Fernando Alonso, like Sainz, was an exception, as he squeaked by Esteban Ocon for 10th in the drivers’ standings after two years away from Formula 1. But he’s also Fernando-freaking-Alonso, a two-time F1 World Champion who’s easily competed in a greater variety of racing disciplines than anyone else on the grid, so that case surprises me less.
Sainz and Leclerc are both in the prime of their F1 careers. Based on Leclerc’s performance in 2019, a year during which Ferrari took the first of two considerable steps back, I’m half convinced that guy’s going to be a world champion one day. That is, so long as Ferrari can get its act together. If 2021 has proved anything, it’s that Sainz is well prepared to give him a run for his money.

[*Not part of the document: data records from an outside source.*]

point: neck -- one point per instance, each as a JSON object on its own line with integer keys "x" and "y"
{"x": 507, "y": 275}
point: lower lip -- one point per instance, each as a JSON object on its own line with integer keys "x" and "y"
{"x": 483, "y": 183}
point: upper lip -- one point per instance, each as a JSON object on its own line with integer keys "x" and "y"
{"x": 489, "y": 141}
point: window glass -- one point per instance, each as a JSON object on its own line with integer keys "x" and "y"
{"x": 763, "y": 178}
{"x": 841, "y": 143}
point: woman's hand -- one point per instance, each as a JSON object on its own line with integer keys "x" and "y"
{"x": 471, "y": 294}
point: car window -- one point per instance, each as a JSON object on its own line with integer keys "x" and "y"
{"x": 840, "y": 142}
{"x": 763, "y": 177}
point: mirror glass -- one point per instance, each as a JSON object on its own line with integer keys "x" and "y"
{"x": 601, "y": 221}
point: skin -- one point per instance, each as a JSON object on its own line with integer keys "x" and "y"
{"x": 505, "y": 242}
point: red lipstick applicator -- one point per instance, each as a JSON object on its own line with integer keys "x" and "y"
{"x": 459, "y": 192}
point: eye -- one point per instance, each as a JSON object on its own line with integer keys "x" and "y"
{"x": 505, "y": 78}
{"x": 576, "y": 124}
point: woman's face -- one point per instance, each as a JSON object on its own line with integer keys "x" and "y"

It’s also shown that Ferrari has one of the strongest driver pairings on the grid, save for, I assume, Mercedes with George Russell joining the fold next year. The Scuderia is in really good shape for F1's forthcoming era, and it’s thanks in large part to Sainz completely shattering expectations of a driver at a new team.
Then again, maybe we should have expected better from Sainz, as he’s quietly been one of the most impressive and consistent drivers in the field for a while now and especially since arriving at McLaren in 2019. In 2020, he outperformed then-teammate Lando Norris over the course of the season, and people never shut up about that guy. No disrespect to Lando, he’s wonderful — I just think we’ve all been glossing over Carlos for a minute now.
When race director Michael Masi made the controversial decision to allow only the lapped traffic between Lewis Hamilton and Max Verstappen unlap themselves ending the late-race yellow in Abu Dhabi, he let the cars between Verstappen and Sainz, who was running third, stay where they were. I’m of the opinion the Ferrari driver was done dirty in that instance, as himself and many others have already pointed out. But it was appropriate, in a way, that this roundly impressive but oft-overlooked driver would be counted out of a fight to cap his finest year in the sport yet.
If Ferrari can somehow make that leap to the frontrunners in terms of performance — and that’s a big “if,” I know — Sainz will finally have a car that matches his talent. I figure he won’t be quite so easy to ignore then.